Building on the foundation provided by the results from MAGELLAN, the MARINER trial was conducted in a similar population of acutely ill medical patients, but excluding those same patients at high risk for bleeding. Published in 2018, MARINER evaluated rivaroxaban for the prevention of VTE and VTE-related death following hospital discharge compared to placebo. While rivaroxaban did not reduce the composite endpoint of VTE and VTE-related death, it did significantly reduce symptomatic VTE with consistent and favorable safety, reinforcing rivaroxaban’s positive benefit-risk profile.
About Rivaroxaban (Xarelto™)
Rivaroxaban is the most broadly indicated non-vitamin K antagonist oral anticoagulant (NOAC) worldwide and is marketed under the brand name Xarelto. Rivaroxaban is approved for more venous and arterial thromboembolic (VAT) conditions than any other NOAC:
• The prevention of stroke and systemic embolism in adult patients with non-valvular atrial fibrillation (AF) and one or more risk factors
• The treatment of pulmonary embolism (PE) in adults
• The treatment of deep vein thrombosis (DVT) in adults
• The prevention of recurrent PE and DVT in adults
• The prevention of venous thromboembolism (VTE) in adult patients undergoing elective hip replacement surgery
• The prevention of VTE in adult patients undergoing elective knee replacement surgery
• The prevention of atherothrombotic events after an Acute Coronary Syndrome in adult patients with elevated cardiac biomarkers when co-administered with acetylsalicylic acid (ASA) alone or with ASA plus clopidogrel or ticlopidine
• The prevention of atherothrombotic events in adult patients with coronary artery disease (CAD) or symptomatic peripheral artery disease (PAD) at high risk for ischemic events when co-administered with acetylsalicylic acid (ASA)

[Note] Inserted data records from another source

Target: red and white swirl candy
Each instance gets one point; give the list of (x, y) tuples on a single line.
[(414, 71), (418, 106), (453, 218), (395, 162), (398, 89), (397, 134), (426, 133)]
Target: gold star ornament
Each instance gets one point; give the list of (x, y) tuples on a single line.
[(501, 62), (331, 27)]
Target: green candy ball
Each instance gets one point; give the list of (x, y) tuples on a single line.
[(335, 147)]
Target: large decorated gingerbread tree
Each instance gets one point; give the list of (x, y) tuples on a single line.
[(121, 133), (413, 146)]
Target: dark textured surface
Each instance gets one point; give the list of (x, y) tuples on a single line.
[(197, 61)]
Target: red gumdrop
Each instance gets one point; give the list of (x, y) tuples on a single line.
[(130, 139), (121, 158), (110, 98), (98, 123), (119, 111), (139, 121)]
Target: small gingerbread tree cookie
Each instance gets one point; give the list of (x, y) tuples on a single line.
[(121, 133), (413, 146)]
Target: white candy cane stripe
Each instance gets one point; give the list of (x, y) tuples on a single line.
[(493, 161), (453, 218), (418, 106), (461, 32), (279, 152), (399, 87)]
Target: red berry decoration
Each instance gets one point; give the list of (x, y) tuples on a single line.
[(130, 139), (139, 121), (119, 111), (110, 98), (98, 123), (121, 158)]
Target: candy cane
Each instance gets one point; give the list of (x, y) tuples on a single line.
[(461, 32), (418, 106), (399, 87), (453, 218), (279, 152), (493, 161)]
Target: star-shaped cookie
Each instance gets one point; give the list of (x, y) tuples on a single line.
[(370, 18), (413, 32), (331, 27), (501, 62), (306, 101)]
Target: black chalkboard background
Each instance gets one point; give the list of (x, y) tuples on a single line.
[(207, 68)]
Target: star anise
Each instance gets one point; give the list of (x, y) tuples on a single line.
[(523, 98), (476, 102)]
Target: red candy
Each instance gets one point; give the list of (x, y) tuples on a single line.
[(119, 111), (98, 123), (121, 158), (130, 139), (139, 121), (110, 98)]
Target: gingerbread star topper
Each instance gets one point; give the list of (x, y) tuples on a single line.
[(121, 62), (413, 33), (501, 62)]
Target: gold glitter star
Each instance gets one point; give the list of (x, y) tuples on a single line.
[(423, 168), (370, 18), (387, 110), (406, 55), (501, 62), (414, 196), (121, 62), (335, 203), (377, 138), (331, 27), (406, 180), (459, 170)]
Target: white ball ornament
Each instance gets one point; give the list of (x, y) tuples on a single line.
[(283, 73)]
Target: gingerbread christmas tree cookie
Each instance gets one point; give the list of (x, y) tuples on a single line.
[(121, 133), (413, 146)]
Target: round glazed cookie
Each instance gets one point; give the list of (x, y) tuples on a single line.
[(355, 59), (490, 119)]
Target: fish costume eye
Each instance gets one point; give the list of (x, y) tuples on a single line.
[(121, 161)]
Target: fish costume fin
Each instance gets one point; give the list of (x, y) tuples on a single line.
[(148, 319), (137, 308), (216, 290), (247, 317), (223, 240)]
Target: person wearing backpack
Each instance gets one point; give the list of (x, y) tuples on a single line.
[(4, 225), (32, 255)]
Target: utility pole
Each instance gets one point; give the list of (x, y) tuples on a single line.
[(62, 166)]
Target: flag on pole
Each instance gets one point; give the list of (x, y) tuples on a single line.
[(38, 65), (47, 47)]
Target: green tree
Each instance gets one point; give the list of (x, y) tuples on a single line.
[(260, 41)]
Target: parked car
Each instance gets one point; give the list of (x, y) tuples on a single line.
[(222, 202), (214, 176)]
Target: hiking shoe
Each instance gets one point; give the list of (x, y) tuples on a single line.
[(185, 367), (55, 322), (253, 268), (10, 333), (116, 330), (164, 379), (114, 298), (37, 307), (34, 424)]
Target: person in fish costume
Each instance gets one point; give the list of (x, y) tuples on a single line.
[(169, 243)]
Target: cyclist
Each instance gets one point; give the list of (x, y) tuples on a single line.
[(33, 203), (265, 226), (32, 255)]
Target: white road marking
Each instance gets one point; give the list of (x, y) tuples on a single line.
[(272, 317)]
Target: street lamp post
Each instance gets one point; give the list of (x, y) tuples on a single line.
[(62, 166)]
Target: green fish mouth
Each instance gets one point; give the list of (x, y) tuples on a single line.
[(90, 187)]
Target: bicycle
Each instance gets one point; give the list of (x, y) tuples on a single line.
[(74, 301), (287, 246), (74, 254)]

• The prevention of venous thromboembolism (VTE) in acutely ill medical patients at risk for thromboembolic complications who are not at high risk of bleeding
Whilst licences may differ from country to country, across all indications Rivaroxaban is approved in more than 130 countries.
Rivaroxaban was discovered by Bayer and is being jointly developed with Janssen Research & Development, LLC. Rivaroxaban is marketed outside the U.S. by Bayer and in the U.S. by Janssen Pharmaceuticals, Inc. (Janssen Research & Development, LLC and Janssen Pharmaceuticals, Inc. are part of the Janssen Pharmaceutical Companies of Johnson & Johnson).
Anticoagulant medicines are potent therapies used to prevent or treat serious illnesses and potentially life-threatening conditions. Before initiating and while continuing treatment with anticoagulant medicines, physicians should carefully assess the benefit and risk for the individual patient.
Responsible use of Rivaroxaban is a very high priority for Bayer, and the company has developed a Prescribers Guide for physicians and a Rivaroxaban Patient Card for patients to support best practice.